Amaneció nublado y con algo de viento que en las afueras se explayó bastante más. Por él no subí los molinos ni anduve malos senderos, antes bien lo hice como todos los demás, aunque la verdad es que tampoco iba con muchas ganas. Los dejé atrás, rodeé el otro cerro y ya dentro rodeé todo el pueblo y un poco más. Casi todos los paseantes que en las calles me encontré llevaban la mascarilla puesta. Yo no, la mía es de esas de graffitero y no me la pongo para salir a pasear.

Alcancé el perímetro del parque. Miré el reloj y vi que todavía tenía algo de tiempo. Bueno, hubiera podido cortar allí y volver a casa pero no lo hice. Pasé adelante y volví a salir afuera pero esta vez por el otro extremo. Ahí me crucé con un tío y su perro. Él me saludó y yo se lo devolví sin dejar de mirar la tierra del camino. El puente de la autovía estaba cerca. Volví a mirar el reloj y vi que lo mejor era ir regresando.

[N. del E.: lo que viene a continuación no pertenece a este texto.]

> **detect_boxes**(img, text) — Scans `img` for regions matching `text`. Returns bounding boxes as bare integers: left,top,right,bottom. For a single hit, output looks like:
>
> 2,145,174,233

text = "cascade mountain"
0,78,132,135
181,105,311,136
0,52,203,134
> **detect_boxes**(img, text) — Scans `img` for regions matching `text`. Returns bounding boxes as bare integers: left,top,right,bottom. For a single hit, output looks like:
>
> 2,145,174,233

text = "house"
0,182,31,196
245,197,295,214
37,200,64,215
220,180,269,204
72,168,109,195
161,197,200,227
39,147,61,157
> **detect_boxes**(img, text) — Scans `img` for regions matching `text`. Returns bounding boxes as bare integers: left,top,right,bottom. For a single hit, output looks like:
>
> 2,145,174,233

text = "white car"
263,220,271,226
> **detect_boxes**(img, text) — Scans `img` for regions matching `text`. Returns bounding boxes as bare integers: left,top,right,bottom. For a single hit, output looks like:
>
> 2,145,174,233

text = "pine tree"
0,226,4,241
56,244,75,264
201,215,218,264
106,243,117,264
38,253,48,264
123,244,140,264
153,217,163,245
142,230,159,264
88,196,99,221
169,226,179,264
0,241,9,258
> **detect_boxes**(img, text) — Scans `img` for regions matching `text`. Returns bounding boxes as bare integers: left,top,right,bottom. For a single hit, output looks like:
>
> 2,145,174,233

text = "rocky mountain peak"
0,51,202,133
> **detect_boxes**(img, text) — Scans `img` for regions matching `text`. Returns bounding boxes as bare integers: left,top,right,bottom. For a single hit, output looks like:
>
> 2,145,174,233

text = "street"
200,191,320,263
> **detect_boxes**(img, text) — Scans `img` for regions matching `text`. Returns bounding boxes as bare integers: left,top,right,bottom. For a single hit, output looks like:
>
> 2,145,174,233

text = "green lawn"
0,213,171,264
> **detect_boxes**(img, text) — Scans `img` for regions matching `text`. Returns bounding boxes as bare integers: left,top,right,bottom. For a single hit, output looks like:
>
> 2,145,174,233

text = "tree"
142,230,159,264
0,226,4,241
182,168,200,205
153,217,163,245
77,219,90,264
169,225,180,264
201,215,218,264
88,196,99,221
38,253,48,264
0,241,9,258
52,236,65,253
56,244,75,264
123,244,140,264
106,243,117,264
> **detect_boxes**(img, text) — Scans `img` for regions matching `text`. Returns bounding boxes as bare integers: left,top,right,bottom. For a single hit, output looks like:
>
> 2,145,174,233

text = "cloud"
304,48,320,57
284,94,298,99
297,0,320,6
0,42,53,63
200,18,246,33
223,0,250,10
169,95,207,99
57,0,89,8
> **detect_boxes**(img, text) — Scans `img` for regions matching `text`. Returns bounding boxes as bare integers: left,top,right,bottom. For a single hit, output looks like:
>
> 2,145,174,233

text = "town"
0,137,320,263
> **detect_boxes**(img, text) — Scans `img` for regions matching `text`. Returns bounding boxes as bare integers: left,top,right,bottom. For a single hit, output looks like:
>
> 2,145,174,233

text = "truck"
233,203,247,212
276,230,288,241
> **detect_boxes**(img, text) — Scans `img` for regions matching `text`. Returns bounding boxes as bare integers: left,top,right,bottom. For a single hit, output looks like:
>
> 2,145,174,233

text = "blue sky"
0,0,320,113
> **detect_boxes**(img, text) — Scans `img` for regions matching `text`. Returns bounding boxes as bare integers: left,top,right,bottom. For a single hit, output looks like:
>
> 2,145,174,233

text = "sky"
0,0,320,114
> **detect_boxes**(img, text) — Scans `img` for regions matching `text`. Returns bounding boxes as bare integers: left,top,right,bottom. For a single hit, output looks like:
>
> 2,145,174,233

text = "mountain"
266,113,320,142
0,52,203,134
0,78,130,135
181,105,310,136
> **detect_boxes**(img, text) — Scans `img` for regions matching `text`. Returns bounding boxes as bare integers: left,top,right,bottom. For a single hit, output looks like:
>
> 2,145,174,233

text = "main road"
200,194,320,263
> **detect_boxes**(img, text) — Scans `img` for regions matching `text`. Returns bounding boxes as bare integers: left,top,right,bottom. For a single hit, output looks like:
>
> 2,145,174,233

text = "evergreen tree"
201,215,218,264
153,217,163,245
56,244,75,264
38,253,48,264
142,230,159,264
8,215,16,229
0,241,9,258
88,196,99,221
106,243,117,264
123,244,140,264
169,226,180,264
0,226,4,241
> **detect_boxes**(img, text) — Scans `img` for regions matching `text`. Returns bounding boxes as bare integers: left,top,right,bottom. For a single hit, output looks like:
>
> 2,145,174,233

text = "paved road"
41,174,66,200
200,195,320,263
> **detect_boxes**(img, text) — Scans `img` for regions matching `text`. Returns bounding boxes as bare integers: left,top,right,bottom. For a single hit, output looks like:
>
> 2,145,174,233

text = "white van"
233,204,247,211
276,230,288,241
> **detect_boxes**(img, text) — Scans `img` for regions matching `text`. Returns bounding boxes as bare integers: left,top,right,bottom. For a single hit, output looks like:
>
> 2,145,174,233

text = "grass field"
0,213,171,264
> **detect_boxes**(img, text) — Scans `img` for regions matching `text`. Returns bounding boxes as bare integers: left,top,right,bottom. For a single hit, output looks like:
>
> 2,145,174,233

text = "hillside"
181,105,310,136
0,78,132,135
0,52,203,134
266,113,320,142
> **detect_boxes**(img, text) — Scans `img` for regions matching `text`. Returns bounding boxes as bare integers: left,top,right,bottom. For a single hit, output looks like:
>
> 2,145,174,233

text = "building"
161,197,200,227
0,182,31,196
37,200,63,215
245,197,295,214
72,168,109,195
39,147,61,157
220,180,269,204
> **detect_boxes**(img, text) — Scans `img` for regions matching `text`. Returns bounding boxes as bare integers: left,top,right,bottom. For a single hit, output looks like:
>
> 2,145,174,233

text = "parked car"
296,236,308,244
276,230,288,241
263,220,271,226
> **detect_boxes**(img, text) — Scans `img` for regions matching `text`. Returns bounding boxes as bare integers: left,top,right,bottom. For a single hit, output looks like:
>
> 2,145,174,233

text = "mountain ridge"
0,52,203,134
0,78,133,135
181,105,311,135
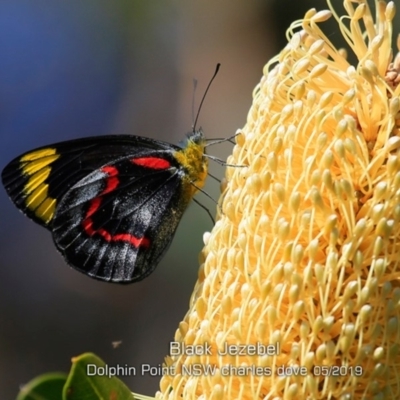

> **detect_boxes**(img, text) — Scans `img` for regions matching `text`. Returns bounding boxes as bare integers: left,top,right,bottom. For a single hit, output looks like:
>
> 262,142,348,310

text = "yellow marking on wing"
21,154,60,175
20,148,60,224
24,167,51,194
25,183,57,224
35,197,57,224
20,147,57,162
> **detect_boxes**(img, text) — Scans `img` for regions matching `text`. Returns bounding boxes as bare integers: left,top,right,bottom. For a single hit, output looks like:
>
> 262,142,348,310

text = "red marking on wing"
86,197,101,218
131,157,171,169
82,164,151,248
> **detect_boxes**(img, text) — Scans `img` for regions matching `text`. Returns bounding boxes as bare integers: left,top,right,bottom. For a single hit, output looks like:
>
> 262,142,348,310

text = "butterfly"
1,64,219,283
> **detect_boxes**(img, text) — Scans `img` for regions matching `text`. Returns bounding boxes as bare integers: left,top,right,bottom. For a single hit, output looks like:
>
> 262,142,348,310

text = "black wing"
52,150,190,283
2,135,179,230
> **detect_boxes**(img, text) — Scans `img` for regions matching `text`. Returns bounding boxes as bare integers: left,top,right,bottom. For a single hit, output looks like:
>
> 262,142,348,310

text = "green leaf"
17,372,67,400
63,353,133,400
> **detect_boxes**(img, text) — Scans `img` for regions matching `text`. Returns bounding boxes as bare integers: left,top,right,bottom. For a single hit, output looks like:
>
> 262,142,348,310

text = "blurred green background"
0,0,396,399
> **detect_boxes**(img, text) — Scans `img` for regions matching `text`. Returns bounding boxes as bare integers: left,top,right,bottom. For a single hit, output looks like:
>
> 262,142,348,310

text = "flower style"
156,0,400,400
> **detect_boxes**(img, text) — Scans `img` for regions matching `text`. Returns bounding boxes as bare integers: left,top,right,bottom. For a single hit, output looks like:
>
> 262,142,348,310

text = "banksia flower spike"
156,0,400,400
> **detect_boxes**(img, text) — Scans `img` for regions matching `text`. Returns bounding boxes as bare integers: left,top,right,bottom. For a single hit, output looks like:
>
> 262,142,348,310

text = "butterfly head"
174,129,208,198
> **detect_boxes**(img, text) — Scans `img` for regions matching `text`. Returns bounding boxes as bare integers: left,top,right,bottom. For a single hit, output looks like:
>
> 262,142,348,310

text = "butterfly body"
2,130,208,283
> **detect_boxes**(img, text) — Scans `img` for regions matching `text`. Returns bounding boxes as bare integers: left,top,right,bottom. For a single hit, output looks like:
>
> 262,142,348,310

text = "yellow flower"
156,0,400,400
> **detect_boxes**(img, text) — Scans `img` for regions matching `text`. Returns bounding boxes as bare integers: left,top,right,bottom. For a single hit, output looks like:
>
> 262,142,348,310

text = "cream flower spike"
156,0,400,400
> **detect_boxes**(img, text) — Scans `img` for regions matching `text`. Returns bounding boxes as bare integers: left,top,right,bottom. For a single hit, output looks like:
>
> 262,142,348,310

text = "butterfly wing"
2,135,179,230
52,149,190,283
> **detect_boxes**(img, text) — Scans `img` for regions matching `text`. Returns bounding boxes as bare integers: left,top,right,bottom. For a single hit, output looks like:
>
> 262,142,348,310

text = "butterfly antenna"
192,78,197,126
193,63,221,132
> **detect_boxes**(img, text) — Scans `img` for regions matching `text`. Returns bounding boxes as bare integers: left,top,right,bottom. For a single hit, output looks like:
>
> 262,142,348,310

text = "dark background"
0,0,384,399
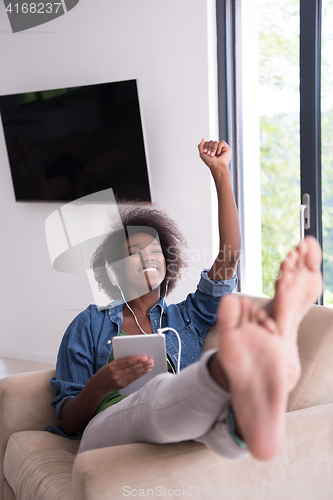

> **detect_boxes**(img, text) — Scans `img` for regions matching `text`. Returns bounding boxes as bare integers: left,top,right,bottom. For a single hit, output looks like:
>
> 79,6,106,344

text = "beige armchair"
0,299,333,500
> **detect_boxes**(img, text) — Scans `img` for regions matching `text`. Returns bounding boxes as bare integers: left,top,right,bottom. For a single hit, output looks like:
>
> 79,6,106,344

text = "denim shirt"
46,269,237,439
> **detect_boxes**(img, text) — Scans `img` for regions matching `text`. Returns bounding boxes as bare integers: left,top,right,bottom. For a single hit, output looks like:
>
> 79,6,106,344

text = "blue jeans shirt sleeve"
198,269,237,298
47,308,95,439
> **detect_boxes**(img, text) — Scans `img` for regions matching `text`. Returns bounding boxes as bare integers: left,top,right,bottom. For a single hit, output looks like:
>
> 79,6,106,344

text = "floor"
0,358,54,378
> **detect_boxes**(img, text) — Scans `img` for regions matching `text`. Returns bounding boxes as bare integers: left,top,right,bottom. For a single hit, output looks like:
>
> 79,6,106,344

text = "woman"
49,139,247,457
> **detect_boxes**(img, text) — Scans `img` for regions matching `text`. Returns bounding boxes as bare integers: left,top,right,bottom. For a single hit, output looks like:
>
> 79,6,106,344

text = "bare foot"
216,295,289,460
269,236,323,341
268,236,323,391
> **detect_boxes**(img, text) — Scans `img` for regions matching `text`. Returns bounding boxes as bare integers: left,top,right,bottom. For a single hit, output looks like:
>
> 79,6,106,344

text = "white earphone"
105,262,119,286
105,262,181,373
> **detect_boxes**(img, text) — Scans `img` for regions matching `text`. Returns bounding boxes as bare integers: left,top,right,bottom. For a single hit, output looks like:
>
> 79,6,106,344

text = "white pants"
79,351,249,459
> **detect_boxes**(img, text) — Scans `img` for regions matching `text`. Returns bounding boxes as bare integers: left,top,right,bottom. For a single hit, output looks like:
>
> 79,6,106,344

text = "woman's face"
124,233,166,296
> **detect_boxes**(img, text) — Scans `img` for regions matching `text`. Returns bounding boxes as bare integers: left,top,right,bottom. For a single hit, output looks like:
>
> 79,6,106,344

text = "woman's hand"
60,356,154,435
92,356,154,396
198,139,231,173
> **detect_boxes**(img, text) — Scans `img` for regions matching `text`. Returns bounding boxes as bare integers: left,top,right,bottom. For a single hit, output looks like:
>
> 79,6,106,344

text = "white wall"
0,0,216,362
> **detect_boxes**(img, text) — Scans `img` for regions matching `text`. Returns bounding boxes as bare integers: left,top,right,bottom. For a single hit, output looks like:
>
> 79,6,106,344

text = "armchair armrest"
73,403,333,500
0,370,58,497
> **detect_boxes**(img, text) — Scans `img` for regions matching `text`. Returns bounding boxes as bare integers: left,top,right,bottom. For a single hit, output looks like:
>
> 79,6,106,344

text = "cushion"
4,431,80,500
204,294,333,411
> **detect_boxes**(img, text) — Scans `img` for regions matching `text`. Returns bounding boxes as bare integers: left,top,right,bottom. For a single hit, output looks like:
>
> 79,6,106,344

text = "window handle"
300,193,310,240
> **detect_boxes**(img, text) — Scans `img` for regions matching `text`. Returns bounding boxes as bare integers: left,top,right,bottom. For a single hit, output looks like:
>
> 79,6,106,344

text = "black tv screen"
0,80,151,201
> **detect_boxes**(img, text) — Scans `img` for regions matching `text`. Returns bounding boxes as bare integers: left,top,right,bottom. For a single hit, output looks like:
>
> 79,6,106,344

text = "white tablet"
112,333,167,396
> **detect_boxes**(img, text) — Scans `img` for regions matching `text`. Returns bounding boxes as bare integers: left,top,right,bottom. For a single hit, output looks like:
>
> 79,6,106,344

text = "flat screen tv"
0,80,151,201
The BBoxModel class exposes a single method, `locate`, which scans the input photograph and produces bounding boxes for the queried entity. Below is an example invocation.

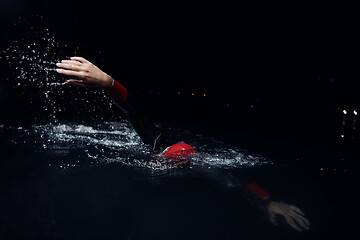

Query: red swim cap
[160,143,197,159]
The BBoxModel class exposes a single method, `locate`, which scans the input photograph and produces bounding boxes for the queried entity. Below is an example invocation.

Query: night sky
[0,0,360,148]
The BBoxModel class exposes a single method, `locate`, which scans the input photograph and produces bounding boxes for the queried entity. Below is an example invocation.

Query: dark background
[0,0,360,174]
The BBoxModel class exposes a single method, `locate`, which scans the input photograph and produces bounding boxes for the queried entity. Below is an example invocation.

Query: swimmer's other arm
[244,182,310,232]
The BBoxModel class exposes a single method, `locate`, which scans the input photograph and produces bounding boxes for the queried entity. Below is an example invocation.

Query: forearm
[106,80,165,150]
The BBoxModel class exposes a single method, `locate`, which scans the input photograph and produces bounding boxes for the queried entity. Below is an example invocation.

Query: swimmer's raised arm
[56,57,114,88]
[56,57,165,151]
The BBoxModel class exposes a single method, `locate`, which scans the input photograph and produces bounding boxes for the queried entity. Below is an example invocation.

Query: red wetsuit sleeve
[107,80,128,105]
[244,182,270,200]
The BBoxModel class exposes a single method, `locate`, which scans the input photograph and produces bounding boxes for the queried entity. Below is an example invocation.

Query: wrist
[102,75,114,89]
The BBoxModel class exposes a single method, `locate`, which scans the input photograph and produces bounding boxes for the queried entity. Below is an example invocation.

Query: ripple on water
[28,122,270,170]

A lo lejos, en la otra punta, diminutos, aparecían los molinos. A sus pies había estado hacía un rato. Parecía mentira. Tan lejos en el espacio y tan cerca en el tiempo. Tuve una rara sensación, como si no hubiese salido de casa y sin embargo ya llevaba casi tres horas fuera de ella. Ni rastro de cansancio ni idea alguna en la cabeza. Llegué a casa.

Comí, hice algo y me eché en la cama. Casi me dormí pero no llegué a hacerlo. Justo cuando estaba a punto salía de mis labios una especie de burbuja que me sacaba del sopor. Las babillas de la desconexión, supongo. A la tercera o cuarta vez me levanté. Miré el reloj y no había pasado ni una hora. Me fui al salón.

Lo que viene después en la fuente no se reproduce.